By 8 June, 300 trout and several thousand salmon had successfully hatched, to begin the new enterprise in the southern hemisphere. Somewhat ironically, however, the Atlantic salmon venture failed, as once released the salmon disappeared, never returning to the Derwent River as expected. It was the non-migratory trout, added to the ship only at the last minute, which were to prove so successful that they were to eventually help establish trout hatcheries throughout Australia and New Zealand.

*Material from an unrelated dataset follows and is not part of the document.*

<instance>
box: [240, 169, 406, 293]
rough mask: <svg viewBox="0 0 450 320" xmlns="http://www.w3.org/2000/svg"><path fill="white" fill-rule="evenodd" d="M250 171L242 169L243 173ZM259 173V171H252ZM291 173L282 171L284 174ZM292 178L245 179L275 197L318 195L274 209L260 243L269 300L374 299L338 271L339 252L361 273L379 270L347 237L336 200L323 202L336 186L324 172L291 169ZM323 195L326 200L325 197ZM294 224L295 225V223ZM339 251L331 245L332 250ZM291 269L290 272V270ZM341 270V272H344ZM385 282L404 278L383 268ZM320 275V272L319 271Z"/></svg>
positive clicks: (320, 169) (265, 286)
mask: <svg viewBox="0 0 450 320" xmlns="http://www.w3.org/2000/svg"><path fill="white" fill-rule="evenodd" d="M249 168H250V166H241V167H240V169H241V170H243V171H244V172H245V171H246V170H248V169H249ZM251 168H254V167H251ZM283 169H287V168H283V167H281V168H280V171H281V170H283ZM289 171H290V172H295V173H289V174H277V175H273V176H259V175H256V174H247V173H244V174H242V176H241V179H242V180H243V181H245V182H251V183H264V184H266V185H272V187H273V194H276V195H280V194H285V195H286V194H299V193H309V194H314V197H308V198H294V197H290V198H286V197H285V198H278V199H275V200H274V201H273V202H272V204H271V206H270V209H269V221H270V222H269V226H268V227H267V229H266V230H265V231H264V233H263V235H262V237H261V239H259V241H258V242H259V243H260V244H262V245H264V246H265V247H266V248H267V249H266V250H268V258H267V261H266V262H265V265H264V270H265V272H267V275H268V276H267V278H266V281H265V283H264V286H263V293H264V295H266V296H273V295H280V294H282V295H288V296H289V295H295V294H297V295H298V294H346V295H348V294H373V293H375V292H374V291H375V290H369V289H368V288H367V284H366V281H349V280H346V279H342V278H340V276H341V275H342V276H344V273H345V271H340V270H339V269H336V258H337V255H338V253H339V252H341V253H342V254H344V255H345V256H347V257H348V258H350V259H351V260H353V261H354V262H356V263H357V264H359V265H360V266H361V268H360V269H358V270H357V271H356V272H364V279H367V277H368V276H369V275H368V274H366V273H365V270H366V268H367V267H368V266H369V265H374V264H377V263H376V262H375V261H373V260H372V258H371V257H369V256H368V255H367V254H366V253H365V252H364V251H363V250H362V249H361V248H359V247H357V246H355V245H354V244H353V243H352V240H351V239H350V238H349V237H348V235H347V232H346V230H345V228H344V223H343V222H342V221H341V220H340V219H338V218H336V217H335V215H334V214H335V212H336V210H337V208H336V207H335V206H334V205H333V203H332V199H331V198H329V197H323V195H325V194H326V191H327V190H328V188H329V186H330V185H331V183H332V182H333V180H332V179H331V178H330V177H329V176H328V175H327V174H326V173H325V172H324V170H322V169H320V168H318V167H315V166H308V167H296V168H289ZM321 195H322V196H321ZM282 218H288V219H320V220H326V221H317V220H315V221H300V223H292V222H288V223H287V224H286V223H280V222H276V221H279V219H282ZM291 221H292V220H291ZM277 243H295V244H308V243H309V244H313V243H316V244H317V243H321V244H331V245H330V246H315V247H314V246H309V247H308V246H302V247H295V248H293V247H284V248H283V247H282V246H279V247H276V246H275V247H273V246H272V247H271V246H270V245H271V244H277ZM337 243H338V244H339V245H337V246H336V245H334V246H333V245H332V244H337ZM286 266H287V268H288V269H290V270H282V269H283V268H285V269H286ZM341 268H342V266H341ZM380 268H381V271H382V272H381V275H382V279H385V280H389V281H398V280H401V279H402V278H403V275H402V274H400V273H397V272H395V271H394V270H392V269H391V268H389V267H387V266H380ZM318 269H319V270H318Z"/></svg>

The Salmon Ponds were a great success right from the start. One early tourist wrote a vivid description published in the Sydney Morning Herald of 14 February 1867 as A trip to the Salmon Ponds at the River Plenty: “A holiday afforded me the leisure for a visit to the salmon ponds… The vale of Plenty, where the ponds are situated, is very beautiful and picturesque. A stream of water, diverted from the river for irrigation, flows through the plains, and gives fertility to the meadows and an extensive hop ground. Mr. Ramsbottom’s house and grounds are all new, and the wonder is that so much could have been done in so brief a space with the funds at command. But the vigour and freshness of the vegetation are not to be wondered at when you look at the several streams flowing through the plantation. Considerable taste has been evinced to make the canals, ponds, and shrubberies harmonise. The first object of attraction, apart from the beauties of the landscape, was a pond containing a number of large brown trout, weighing from one to two pounds each. The clearness of the water in this artificially constructed pond, with a gravel bed, and a good stream flowing through it, enabled us to see the fish perfectly.”
Today, several different trout species and hybrids are on display – Rainbow, Brook and Tiger Trout along with the Brown Trout, as well as some unusual-looking Albino Rainbow Trout. And a few Atlantic Salmon, to justify the Salmon Ponds name. We feed them all pellets obtained from the $2 coin dispensers (my friend swears that years ago, packets of Twisties were accepted as fish food here!). Some don’t seem very hungry, although others leap out of the water momentarily as they gobble up the pellets. One takes me so much by surprise that I shriek as I’m splashed – and then look around furtively to see if everyone is looking at me.
We amble along the river track, before visiting the historic Hatchery, the Museum of Trout Fishing (housed in the cottage built for the first Superintendent), and the Tasmanian Angling Hall of Fame, complete with Honour Board. I note with interest that the 2023 inductee was Sheryl Thompson, the first female awarded this honour, who paved the way for female participation in fishing in Tasmania.
Just before we head to the cafe to indulge in one of their signature pancakes, we are gifted with one final, delightful surprise: a little platypus bobs up from the water in one of the ponds, resting on the surface briefly but repeatedly as if to say hello. Although usually shy and wary, platypus are apparently regular visitors here at certain times of the year. It’s the perfect finale to our stroll around the Salmon Ponds and Heritage Gardens.